ATen cuda kernel dispatch for type

I am using ATen and this example, from here.
I have a kernel that needs one array of floats (for input) and one array of ints (for labels), should I still use AT_DISPATCH_FLOATING_TYPES?

  1. does this line mean only floats will be marshalled to cuda kernel? or is it just specifying the scalar_t?

    AT_DISPATCH_FLOATING_TYPES(X.type(), “lltm_forward_cuda” …

  2. Please correct me if I am wrong: The integral types (int, bool, …) I guess need no special treatment

P.S. it looks like both lines 123 and 157 pass “lltm_forward_cuda” as the second argument, that does not seem right if it is for debugging

2 Likes

Re 1: AT_DISPATCH_FLOATING_TYPES will do float and double automatically.
You specify the dispatch for the type of X. When you have an int-Tensor-argument Y, it’ll be the same. You cannot pass an int-Tensor as X here.
If you want half, there also is a _AND_HALF version.
Re 2: You don’t get any special treatment of these and would have to do it on your own.
Probably using backward in the second string is better.

Best regards

Thomas

3 Likes

Hello If anybody will be looking for it now there are multpple at dispatch macros here

1 Like

@tom, @dashesy Hey, what does _AND_HALF do? So is there still no way to mix tensor types when you give them to the CUDA kernel (long and float)

@Jakub_Mitura Did you figure out, which one is the right one? Any Dispatchers of the form AT_DISPATCH_CASE_ALL_TYPES_AND_... seem to be candidates.

No, this is not for mixing types, but for quite a while the default floating point types were FP32 and FP64, so _AND_HALF adds FP16 (and maybe BF16?) support.
Given that each dtype produces a separate kernel (with C++ templating) there is not built-in mechanism for mixing two kernels (I did make that manually for CTC if I recall correctly, due to CuDNN wanting 32 bit ints and PyTorch defaulting to 64 bit ints). These really are just a switch statement, so you could easily make your own, but beware of the explosion of the number of kernels.

Best regards

Thomas

1 Like

@tom First of all, thank you for your answer. To clarify my statement: I do not want to mix different kernels but just mix the dtypes of the arguments: An example

If all the inputs are of long type, the following would work:

    AT_DISPATCH_INTEGRAL_TYPES(at::ScalarType::Long,"Some long error message", [&] {
      some_cuda_kernel<scalar_t><<<blocks, threads>>>(
        some_long_tensor.packed_accessor<scalar_t,2,torch::RestrictPtrTraits,size_t>(),
       .... 
      );
      }
    );

where I have used the packed_accesor.

If I only have float tensors, the following works

  AT_DISPATCH_FLOATING_TYPES(at::ScalarType::Float,"Some floating error message", [&] {
    some_cuda_kernel<scalar_t><<<blocks, threads>>>(
      some_float_tensor.packed_accessor<scalar_t,2,torch::RestrictPtrTraits,size_t>(),
     .... 
    );
    }
  );

How do I dispatch a kernel that takes both some_long_tensor and some_float_tensor?

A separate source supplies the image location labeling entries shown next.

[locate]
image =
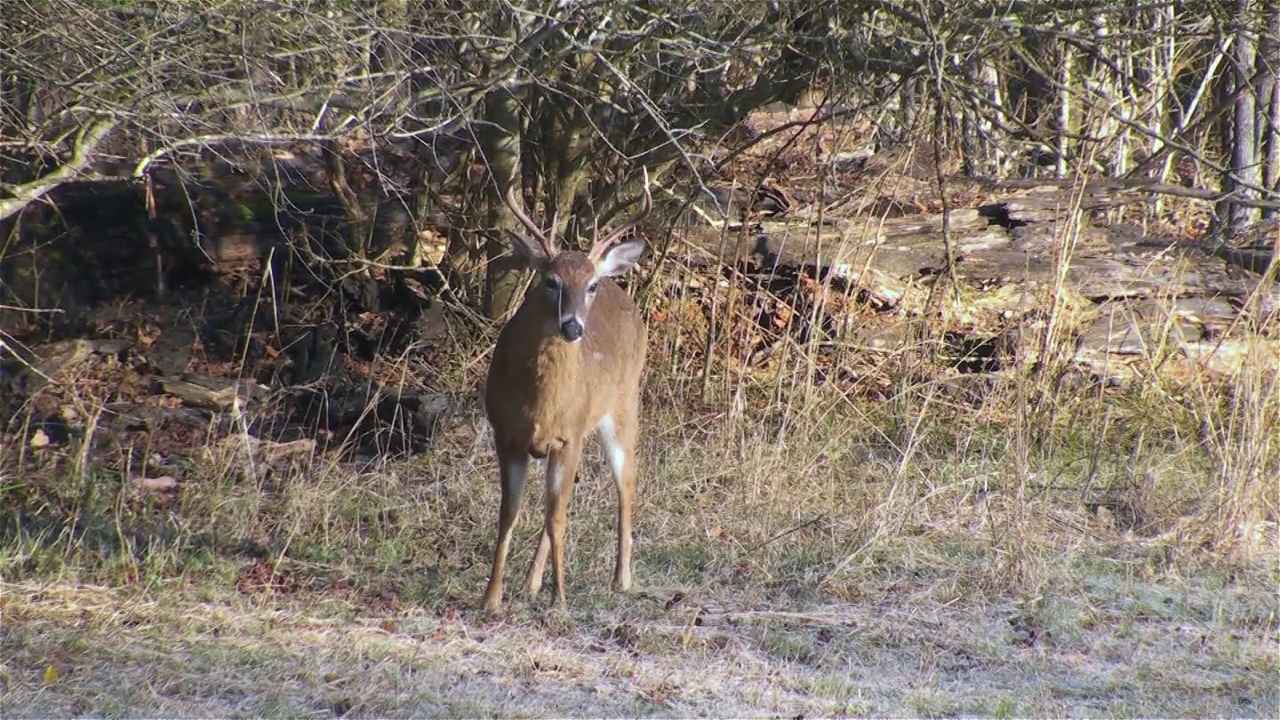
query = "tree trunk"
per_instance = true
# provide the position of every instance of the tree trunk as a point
(1246, 162)
(1269, 64)
(501, 142)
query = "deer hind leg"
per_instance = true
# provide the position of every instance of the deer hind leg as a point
(620, 441)
(515, 466)
(561, 473)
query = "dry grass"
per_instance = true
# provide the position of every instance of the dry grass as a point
(854, 559)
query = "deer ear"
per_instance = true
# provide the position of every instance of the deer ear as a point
(620, 258)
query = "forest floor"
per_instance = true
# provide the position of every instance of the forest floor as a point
(821, 569)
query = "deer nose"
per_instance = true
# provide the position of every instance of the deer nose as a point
(571, 329)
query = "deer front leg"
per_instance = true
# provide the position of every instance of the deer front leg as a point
(515, 466)
(618, 438)
(561, 472)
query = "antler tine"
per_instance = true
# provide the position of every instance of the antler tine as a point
(635, 220)
(517, 209)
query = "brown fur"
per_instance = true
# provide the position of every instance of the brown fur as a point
(544, 395)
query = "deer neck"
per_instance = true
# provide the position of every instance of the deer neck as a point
(557, 363)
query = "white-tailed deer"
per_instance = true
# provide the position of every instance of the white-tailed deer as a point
(567, 363)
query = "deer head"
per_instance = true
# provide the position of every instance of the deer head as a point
(568, 281)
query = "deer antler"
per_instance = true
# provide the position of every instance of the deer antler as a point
(647, 205)
(517, 209)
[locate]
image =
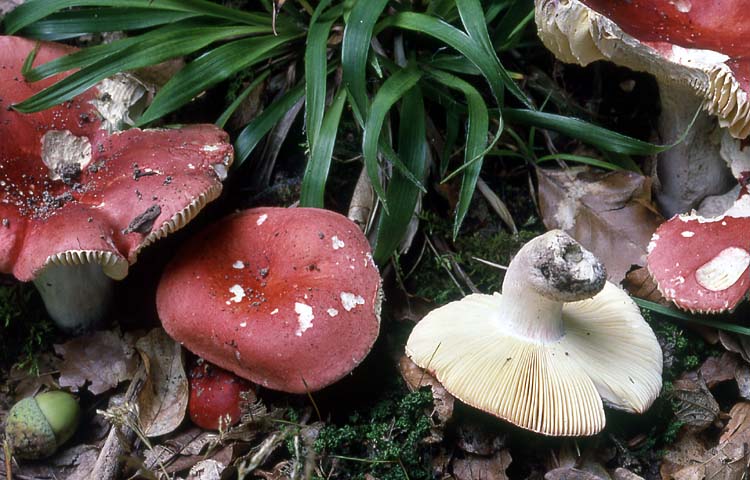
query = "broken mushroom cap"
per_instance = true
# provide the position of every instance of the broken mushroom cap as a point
(699, 43)
(701, 264)
(78, 203)
(546, 352)
(286, 298)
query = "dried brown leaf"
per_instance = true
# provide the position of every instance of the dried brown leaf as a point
(101, 360)
(611, 213)
(163, 399)
(475, 467)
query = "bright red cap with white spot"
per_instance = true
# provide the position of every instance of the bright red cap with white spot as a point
(73, 193)
(287, 298)
(701, 264)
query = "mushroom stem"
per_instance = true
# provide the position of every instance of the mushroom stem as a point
(548, 271)
(693, 169)
(76, 296)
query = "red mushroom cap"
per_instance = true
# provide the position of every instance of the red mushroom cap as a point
(701, 264)
(120, 192)
(287, 298)
(215, 395)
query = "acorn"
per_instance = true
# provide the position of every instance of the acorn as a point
(216, 394)
(37, 426)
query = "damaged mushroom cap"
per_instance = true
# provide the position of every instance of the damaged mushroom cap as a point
(700, 43)
(701, 264)
(543, 355)
(79, 201)
(286, 298)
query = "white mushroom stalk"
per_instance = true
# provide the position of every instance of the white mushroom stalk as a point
(550, 350)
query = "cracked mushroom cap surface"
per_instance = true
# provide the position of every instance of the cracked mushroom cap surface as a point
(286, 298)
(701, 264)
(486, 354)
(701, 43)
(72, 193)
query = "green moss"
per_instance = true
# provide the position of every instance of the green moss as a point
(384, 441)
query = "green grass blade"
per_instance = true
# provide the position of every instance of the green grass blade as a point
(355, 48)
(211, 68)
(316, 171)
(34, 10)
(684, 316)
(495, 74)
(316, 72)
(155, 49)
(392, 90)
(253, 133)
(402, 195)
(476, 141)
(90, 20)
(226, 115)
(596, 136)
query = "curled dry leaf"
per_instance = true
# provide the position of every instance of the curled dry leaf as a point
(697, 407)
(475, 467)
(163, 399)
(102, 360)
(610, 214)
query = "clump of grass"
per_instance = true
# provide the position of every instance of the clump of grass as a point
(384, 441)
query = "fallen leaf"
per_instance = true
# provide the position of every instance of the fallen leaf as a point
(475, 467)
(163, 399)
(696, 405)
(103, 360)
(611, 213)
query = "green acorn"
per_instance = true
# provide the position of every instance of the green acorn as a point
(37, 426)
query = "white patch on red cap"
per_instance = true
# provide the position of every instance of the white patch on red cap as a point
(350, 300)
(304, 317)
(723, 270)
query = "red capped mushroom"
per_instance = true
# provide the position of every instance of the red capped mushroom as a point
(701, 264)
(286, 298)
(78, 203)
(698, 52)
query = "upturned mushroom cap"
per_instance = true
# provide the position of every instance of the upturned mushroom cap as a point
(700, 43)
(701, 264)
(287, 298)
(72, 193)
(539, 363)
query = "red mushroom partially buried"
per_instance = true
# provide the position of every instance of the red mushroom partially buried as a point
(287, 298)
(701, 264)
(78, 203)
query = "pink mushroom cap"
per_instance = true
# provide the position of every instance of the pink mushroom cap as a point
(286, 298)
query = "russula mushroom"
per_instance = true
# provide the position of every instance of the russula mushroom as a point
(215, 396)
(78, 203)
(286, 298)
(546, 352)
(698, 52)
(701, 264)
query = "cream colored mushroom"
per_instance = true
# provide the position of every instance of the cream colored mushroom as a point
(546, 352)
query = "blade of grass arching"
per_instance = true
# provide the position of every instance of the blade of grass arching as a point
(594, 162)
(316, 66)
(476, 140)
(211, 68)
(355, 48)
(684, 316)
(254, 132)
(92, 20)
(402, 195)
(316, 170)
(599, 137)
(153, 50)
(226, 115)
(392, 90)
(33, 10)
(495, 74)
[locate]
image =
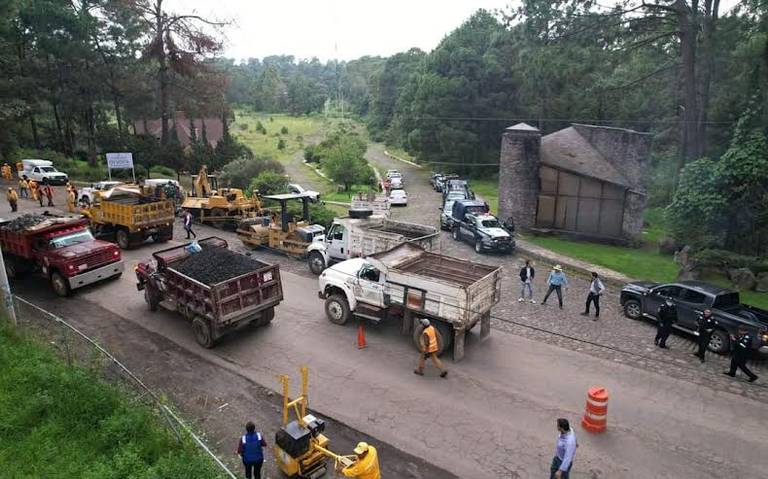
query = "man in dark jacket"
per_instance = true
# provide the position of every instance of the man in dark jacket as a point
(251, 450)
(742, 344)
(667, 315)
(706, 324)
(526, 281)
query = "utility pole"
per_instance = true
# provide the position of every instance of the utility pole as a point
(6, 289)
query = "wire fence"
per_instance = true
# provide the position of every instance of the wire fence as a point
(78, 349)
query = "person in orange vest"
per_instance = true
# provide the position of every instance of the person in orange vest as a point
(428, 349)
(367, 464)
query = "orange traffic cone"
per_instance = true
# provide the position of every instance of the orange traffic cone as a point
(361, 337)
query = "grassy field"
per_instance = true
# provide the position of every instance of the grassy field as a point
(300, 128)
(61, 421)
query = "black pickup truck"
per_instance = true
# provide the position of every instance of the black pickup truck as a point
(642, 299)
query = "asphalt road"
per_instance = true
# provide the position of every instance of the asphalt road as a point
(492, 417)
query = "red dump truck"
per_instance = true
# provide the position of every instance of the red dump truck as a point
(215, 288)
(61, 248)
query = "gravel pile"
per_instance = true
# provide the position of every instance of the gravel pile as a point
(214, 265)
(25, 222)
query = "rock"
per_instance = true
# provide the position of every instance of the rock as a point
(668, 246)
(761, 285)
(743, 279)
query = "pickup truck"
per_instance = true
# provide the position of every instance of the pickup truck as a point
(353, 237)
(408, 283)
(642, 299)
(484, 231)
(246, 294)
(62, 249)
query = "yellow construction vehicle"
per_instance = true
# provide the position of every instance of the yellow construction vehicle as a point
(281, 232)
(301, 448)
(218, 206)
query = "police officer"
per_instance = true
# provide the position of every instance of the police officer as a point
(742, 345)
(706, 324)
(251, 450)
(667, 315)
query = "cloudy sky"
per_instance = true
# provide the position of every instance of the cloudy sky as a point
(344, 29)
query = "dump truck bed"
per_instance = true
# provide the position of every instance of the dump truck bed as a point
(457, 291)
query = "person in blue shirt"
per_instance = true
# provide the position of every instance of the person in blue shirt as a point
(564, 451)
(251, 450)
(556, 282)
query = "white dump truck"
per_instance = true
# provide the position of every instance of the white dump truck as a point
(362, 235)
(409, 283)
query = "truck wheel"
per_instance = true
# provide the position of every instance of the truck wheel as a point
(316, 262)
(203, 334)
(632, 309)
(337, 309)
(123, 239)
(719, 343)
(444, 335)
(60, 284)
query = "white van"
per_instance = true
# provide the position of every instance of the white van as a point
(43, 172)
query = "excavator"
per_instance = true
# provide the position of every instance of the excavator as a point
(219, 207)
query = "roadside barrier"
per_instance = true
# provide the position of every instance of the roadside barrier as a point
(596, 412)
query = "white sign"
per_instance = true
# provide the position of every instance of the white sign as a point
(116, 161)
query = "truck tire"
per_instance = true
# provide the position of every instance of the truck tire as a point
(123, 239)
(720, 342)
(203, 333)
(60, 285)
(337, 309)
(444, 335)
(316, 262)
(633, 309)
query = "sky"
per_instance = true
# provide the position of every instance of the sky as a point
(330, 29)
(338, 29)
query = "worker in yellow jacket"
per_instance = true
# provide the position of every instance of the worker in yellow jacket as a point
(367, 464)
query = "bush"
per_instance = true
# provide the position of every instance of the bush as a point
(239, 173)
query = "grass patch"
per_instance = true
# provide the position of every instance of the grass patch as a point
(636, 263)
(60, 421)
(299, 129)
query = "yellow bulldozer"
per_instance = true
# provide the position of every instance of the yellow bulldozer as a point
(281, 231)
(219, 207)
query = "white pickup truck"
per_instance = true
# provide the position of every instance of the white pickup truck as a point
(409, 283)
(352, 237)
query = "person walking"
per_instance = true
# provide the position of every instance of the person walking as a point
(565, 450)
(428, 349)
(556, 281)
(742, 344)
(13, 199)
(706, 324)
(366, 465)
(23, 187)
(251, 449)
(596, 289)
(187, 218)
(48, 192)
(527, 274)
(667, 316)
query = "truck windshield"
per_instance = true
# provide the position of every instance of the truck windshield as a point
(70, 239)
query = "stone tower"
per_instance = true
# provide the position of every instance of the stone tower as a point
(519, 175)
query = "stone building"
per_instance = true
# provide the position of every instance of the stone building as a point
(585, 180)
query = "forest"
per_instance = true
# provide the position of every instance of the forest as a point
(76, 76)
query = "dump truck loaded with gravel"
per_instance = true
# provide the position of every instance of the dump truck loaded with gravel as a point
(215, 288)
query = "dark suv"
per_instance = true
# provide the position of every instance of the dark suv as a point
(642, 299)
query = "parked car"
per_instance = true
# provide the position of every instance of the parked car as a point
(484, 231)
(296, 188)
(642, 299)
(85, 195)
(398, 197)
(43, 172)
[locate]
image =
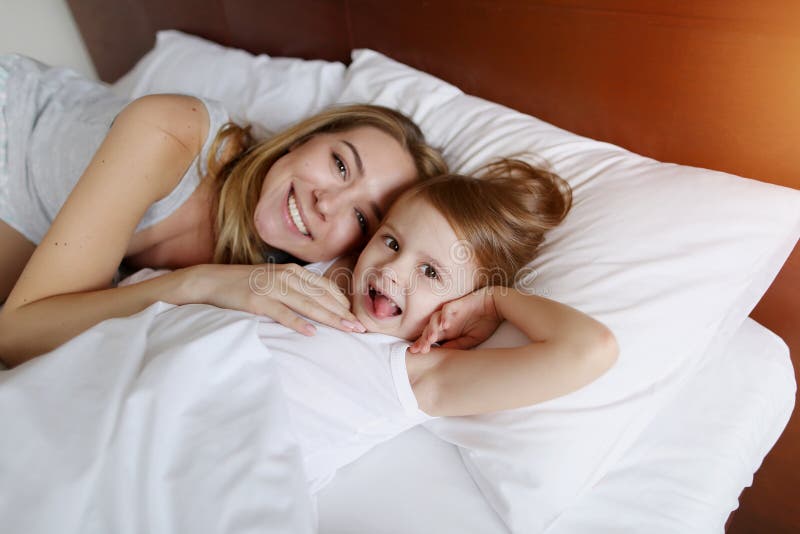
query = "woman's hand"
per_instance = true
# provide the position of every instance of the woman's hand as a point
(281, 292)
(464, 322)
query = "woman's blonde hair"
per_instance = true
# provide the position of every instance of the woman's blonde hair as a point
(237, 182)
(502, 213)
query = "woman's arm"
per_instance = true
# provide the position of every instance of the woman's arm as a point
(63, 289)
(568, 351)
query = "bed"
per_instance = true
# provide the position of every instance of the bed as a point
(665, 82)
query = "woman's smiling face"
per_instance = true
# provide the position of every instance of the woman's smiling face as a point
(326, 196)
(412, 265)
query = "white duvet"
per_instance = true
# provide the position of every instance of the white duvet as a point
(121, 430)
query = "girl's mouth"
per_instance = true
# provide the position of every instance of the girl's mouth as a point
(382, 306)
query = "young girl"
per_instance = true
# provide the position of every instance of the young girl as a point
(88, 181)
(439, 268)
(424, 276)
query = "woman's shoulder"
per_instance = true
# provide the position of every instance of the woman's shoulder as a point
(183, 118)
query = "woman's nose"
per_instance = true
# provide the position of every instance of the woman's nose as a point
(328, 202)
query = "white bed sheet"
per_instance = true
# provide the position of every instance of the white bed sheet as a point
(683, 474)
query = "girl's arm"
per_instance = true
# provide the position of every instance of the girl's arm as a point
(568, 350)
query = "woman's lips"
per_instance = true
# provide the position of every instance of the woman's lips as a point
(288, 215)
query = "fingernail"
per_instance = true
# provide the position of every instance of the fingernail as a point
(358, 327)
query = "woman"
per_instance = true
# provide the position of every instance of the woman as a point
(165, 182)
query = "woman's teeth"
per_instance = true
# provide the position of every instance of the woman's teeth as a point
(295, 215)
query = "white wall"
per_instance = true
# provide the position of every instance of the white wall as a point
(45, 30)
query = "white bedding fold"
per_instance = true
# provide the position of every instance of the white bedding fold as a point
(121, 430)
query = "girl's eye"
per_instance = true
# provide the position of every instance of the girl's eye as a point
(340, 166)
(391, 242)
(429, 271)
(362, 222)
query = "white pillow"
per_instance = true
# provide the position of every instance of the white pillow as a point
(269, 93)
(670, 257)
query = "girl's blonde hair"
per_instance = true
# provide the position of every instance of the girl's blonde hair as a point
(237, 182)
(502, 213)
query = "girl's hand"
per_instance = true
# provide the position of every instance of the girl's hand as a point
(281, 292)
(464, 322)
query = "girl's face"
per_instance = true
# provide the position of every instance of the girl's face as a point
(327, 195)
(412, 265)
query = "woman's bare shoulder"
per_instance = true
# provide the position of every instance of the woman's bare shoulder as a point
(183, 118)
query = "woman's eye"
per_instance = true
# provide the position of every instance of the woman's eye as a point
(362, 222)
(429, 271)
(340, 166)
(391, 242)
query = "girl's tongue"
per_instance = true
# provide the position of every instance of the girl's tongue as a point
(384, 307)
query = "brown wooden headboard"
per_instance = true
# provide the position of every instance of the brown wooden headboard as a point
(712, 83)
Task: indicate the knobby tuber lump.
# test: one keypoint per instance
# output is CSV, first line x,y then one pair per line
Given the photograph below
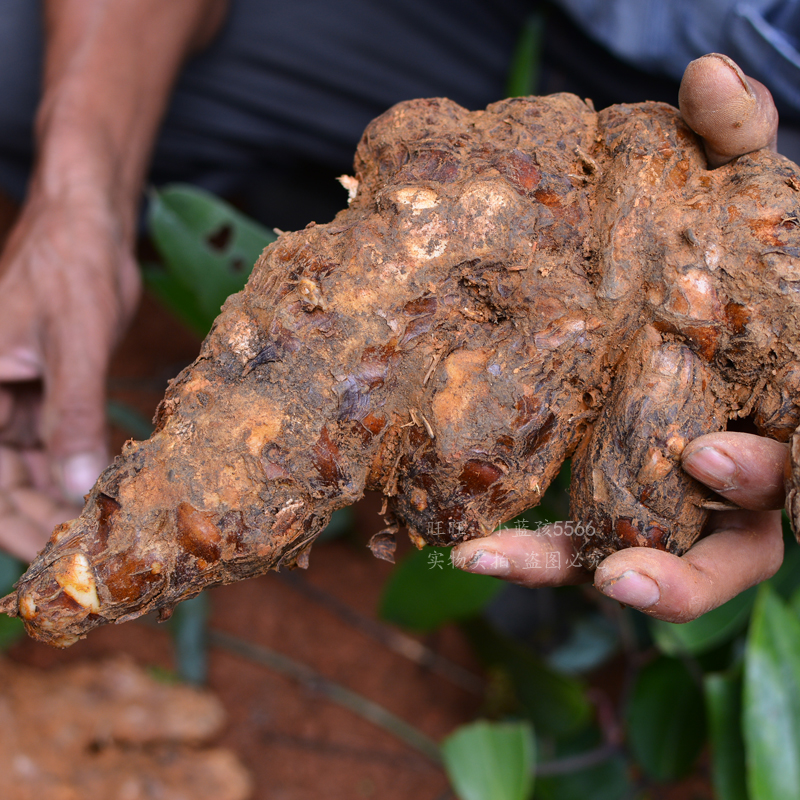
x,y
507,288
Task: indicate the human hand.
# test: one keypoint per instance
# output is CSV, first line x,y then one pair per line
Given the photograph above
x,y
68,285
739,548
735,115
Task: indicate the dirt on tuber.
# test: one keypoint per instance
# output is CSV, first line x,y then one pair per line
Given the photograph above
x,y
507,288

Attempts with AT_DISPATCH_ALL_TYPES

AT_DISPATCH_ALL_TYPES(at::ScalarType,"Hello !",[&] {
    some_cuda_kernel<scalar_t><<<blocks, threads>>>(
      some_float_tensor.packed_accessor<scalar_t,2,torch::RestrictPtrTraits,size_t>(),
      some_long_tensor.packed_accessor<scalar_t,2,torch::RestrictPtrTraits,size_t>(),
     .... 
    );
})

or AT_DISPATCH_INTEGRAL_TYPES_AND

  AT_DISPATCH_INTEGRAL_TYPES_AND(at::ScalarType::Float,
                                 at::ScalarType::Long,
                                 "some combined error message", [&] {
    some_cuda_kernel<scalar_t><<<blocks, threads>>>(...)
  }
);

all failed.

For any raw CUDA kernel, this is not a problem. So if there is any other way to use a raw kernel in this situation, I would appreciate a hint.

You want the first param of packed_accessor (and the PackedAccessor declaration) to be the C++ type you need:

some_float_tensor.packed_accessor<float,2,...>(),
some_long_tensor.packed_accessor<int64_t, 2...>(),

The AT_DISPATCH will have a switch querying a at::ScalarType (~the Python dtype) (of a tensor that might have any of several) and providing the matching C++ type as scalar_t to be used in templating the accessor and kernel call.
If you have fixed dtypes for your arguments, you would not need AT_DISPATCH at all.

2 Likes